I climbed up a tree to hunt deer with my bow,
A big buck I targeted and was good to go,
But, the tree where I sat,
Was the home of a bat,
I then panicked and shot off my big toe.  



3118

Thursday, February 22, 2024

I WILL BE ONE WITH THE LAWN

The doctor said to me, soon I'd be all gone,
I would probably not make it, until dawn,
Tainted preserve spread,
Was making me dead,
I'll soon be greening up a small plot of lawn.

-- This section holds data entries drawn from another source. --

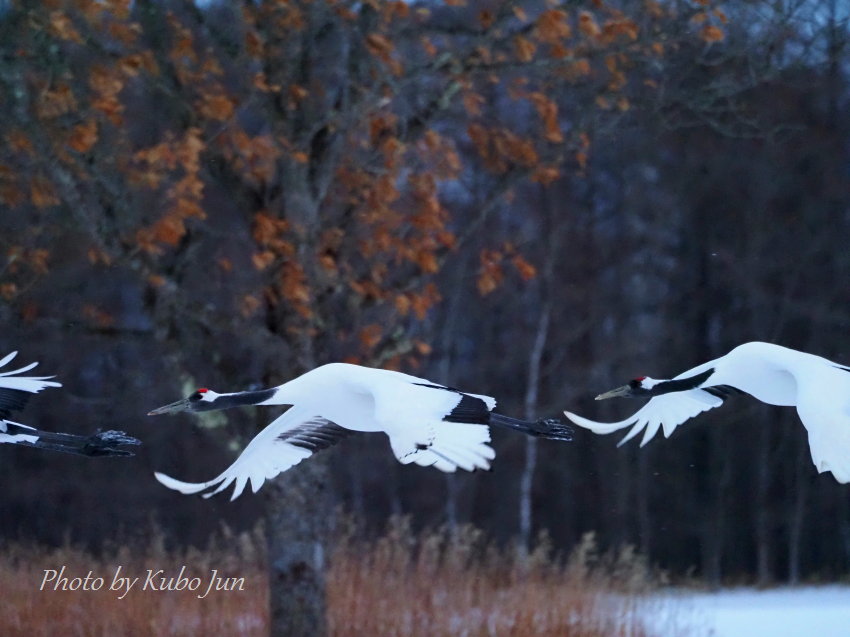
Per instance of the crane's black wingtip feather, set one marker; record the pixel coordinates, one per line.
(106, 443)
(554, 429)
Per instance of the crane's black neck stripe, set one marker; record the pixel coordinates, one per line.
(238, 400)
(722, 391)
(681, 384)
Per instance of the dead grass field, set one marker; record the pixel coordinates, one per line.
(401, 584)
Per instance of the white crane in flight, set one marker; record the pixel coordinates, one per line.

Wednesday, February 21, 2024

FORSAKE ME NOT MY JELLYROLL

Forsake me not my jellyroll,
I need said roll to guide my soul,
The flavors are Zen,
It's perfection, a ten,
Glazed bread with a sweet fruit-filled hole.


21422

 

Tuesday, February 20, 2024

THE ANIMAL LANGUAGES RHYME

My turtle named Herman could speak only German,
My pet fish Louise spoke just Japanese,
My little pet finch could speak only French,
My dolphin named Wendy only spoke Hindi,
My pet snake named Vanish spoke nothing but Spanish,
My big goose named Maelic just spoke words in Gaelic,
My tame honey bees conversed Portuguese,
My doggy named Patton knew no words but Latin,
And, Albert the cat just listened and sat.    

22024


WHEN THE FIRST BIRDS BUILT A NEST JIMMY CHEERED

When the first birds built a nest Jimmy cheered,
For the winter lasted longer than he feared,
His food was all gone,
He had no stuff left to pawn,
All he had left was to chew on his beard.

32422

Friday, February 16, 2024

THE BARGAIN STORE

I went shopping for bargains at the bargain store,
But, when I wanted a bargain I ended up paying more,
I went consumer empowered,
But, with high prices got showered,
I came home with high priced items and poor.



82916


Monday, February 12, 2024

MY TAINTED TUNA

My tuna fish was kind of tainted,
With blue and green dots it was painted,
Although, it was my main course,
It smelled like sweat from my horse,
With the garbage the tuna was acquainted.  

8721

Sunday, February 11, 2024

JIMBO'S CHICKEN COOP FIRE

When Jimbo's chicken coop caught fire,

The chickens escaped over the chicken wire,

But, they didn't get anywhere,

They were all ate by a bear,

Now, Jimbo's chicken farm's future is dire.


4222
COOP

Tuesday, February 6, 2024

A PONEY NAMED PENELOPE PIE

There was a pony named Penelope Pie,
Down every race track she would fly,
She was owned by Pap Herbie,
He entered her in the Derby,
When she lost she had a really good cry.

91421


Friday, February 2, 2024

I TOOK OUT MY BOAT TO SLAUGHTER FISH

Out upon a bit of sea water,
I took my boat for fish to slaughter,
But, I hit a big wave,
Found a watery grave,
Where I fed a hungry sea otter.


5114


Sunday, January 28, 2024

WHY ARE MY PIGS SO SKINNY LIMERICK

Why are my pigs so skinny and so small?
Everyone else's pigs are so fat and so tall,
My pigs are food spoiled,
With soft eggs all boiled,
No garbage from food courts at a mall.



121921


Wednesday, January 17, 2024

BROTHER BRAT

My trumpet notes are really flat,
Since my brother beat it with a bat,
He beat my oboe on the floor,
And slammed my trombone in ma's truck door,
My big brother is a bully brat.

P08302023










Monday, January 15, 2024

A TIGER SAT DOWN LIMIERCK

A tiger sat down in my dining room,
He said his hunger would be my untimely doom,
But I was thinking much quicker,
And knowing tigers can't hold their liquor,
Gave him some scotch; the tiger passed out and fell, boom!